U.S. asserts test role of fighter in S. Korea
March 14, 2003
Dispatching F-117A Nighthawk stealth aircraft to South Korea provides more lethality to the mix of American fighter planes already assigned to the peninsula — but only for the short term.
“Not in any way, shape or form is the arrival of the aircraft here related to any recent tensions on the peninsula,” 1st Lt. Heather Healy, an 8th Fighter Wing spokeswoman at Kunsan Air Base, said Wednesday.
“They are here for routine, scheduled exercises that have been in planning for quite a long time.”
The Nighthawks will fly during the Foal Eagle exercise running through April 2 — with their participation arranged in June 2002, Healy said.
Air Force officials at Holloman Air Force Base in New Mexico, where the $45 million aircraft are based, said Kunsan will host “more than six” of the unique warplanes and more than 100 support personnel.
While in South Korea, Healy said, Nighthawk pilots will familiarize themselves with the Korean theater of operations and its terrain.
On March 2, several North Korean fighter aircraft shadowed an American RC-135S Cobra Ball reconnaissance aircraft from Okinawa. Those reconnaissance flights were suspended; Air Force officials have not said if fighter aircraft would escort them when they resume.
The F-117s “are not coming here for escort missions,” Healy said. Thomas Hubbard, U.S. ambassador to South Korea, speaking in Seoul on Wednesday, said the warplanes’ arrival has “no relationship to the RC-135 aircraft.”

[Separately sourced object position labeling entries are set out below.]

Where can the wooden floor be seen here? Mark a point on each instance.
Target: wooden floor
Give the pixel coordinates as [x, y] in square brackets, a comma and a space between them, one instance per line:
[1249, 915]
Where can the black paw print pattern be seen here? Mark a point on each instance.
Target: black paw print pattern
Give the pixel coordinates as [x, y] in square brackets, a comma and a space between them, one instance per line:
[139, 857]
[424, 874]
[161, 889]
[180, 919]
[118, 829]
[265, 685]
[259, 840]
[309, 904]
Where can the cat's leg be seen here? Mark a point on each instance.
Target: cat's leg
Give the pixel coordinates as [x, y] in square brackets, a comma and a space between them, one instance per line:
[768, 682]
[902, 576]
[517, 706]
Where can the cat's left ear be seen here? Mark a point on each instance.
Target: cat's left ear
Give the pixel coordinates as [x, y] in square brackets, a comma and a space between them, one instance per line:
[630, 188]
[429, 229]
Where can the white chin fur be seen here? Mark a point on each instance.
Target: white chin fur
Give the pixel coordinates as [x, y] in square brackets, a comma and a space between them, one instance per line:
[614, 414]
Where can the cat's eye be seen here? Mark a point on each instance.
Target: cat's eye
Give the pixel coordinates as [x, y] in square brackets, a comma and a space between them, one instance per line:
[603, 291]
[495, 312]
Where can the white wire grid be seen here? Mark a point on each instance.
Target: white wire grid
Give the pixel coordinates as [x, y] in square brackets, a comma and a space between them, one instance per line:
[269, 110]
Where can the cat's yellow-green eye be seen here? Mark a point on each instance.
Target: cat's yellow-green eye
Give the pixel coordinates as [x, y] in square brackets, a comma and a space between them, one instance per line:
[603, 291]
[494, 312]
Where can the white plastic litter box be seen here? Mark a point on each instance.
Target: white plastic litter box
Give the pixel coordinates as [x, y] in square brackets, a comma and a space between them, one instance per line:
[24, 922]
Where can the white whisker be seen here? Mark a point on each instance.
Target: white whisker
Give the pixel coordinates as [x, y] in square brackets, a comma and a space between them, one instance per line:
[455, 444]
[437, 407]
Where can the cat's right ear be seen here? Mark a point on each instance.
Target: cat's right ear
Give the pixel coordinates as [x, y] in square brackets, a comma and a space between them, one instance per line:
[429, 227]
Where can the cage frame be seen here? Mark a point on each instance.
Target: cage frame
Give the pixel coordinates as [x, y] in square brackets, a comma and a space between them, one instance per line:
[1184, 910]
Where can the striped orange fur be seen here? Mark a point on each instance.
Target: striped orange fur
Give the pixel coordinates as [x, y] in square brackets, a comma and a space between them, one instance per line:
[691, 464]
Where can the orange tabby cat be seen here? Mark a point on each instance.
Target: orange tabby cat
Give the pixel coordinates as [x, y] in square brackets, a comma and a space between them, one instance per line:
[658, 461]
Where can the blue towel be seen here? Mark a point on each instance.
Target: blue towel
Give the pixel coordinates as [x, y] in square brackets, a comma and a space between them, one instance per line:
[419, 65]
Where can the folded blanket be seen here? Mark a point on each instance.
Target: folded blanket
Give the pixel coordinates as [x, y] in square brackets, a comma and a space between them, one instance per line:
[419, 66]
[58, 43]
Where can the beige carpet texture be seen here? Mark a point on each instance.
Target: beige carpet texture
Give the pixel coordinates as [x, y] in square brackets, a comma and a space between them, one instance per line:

Harlan Ullman, a former naval officer and senior associate at the bipartisan Center for Strategic and International Studies in Washington, said the stealths are not fighters. Their mission is pinpoint bombing.
“They’re not very good at air-to-air combat,” he said.
An Air Force fact sheet calls the F-117A Nighthawk the world’s first operational aircraft designed to exploit stealth technology. Its skin is coated with a secret, radar-absorbent material.
Constructed mostly of aluminum, the F-117A’s fuselage comprises flat panels known as facets mounted on the aircraft’s subframe. They’re engineered to reflect radar energy away from the transmitter itself, thus denying radar operators a visible “return.”
During Operation Desert Storm in 1991, F-117As flew 1,300 sorties and scored direct hits on 1,600 high-value targets in Iraq. They were the only U.S. or coalition aircraft to strike targets in downtown Baghdad.
— T.D. Flack contributed to this report.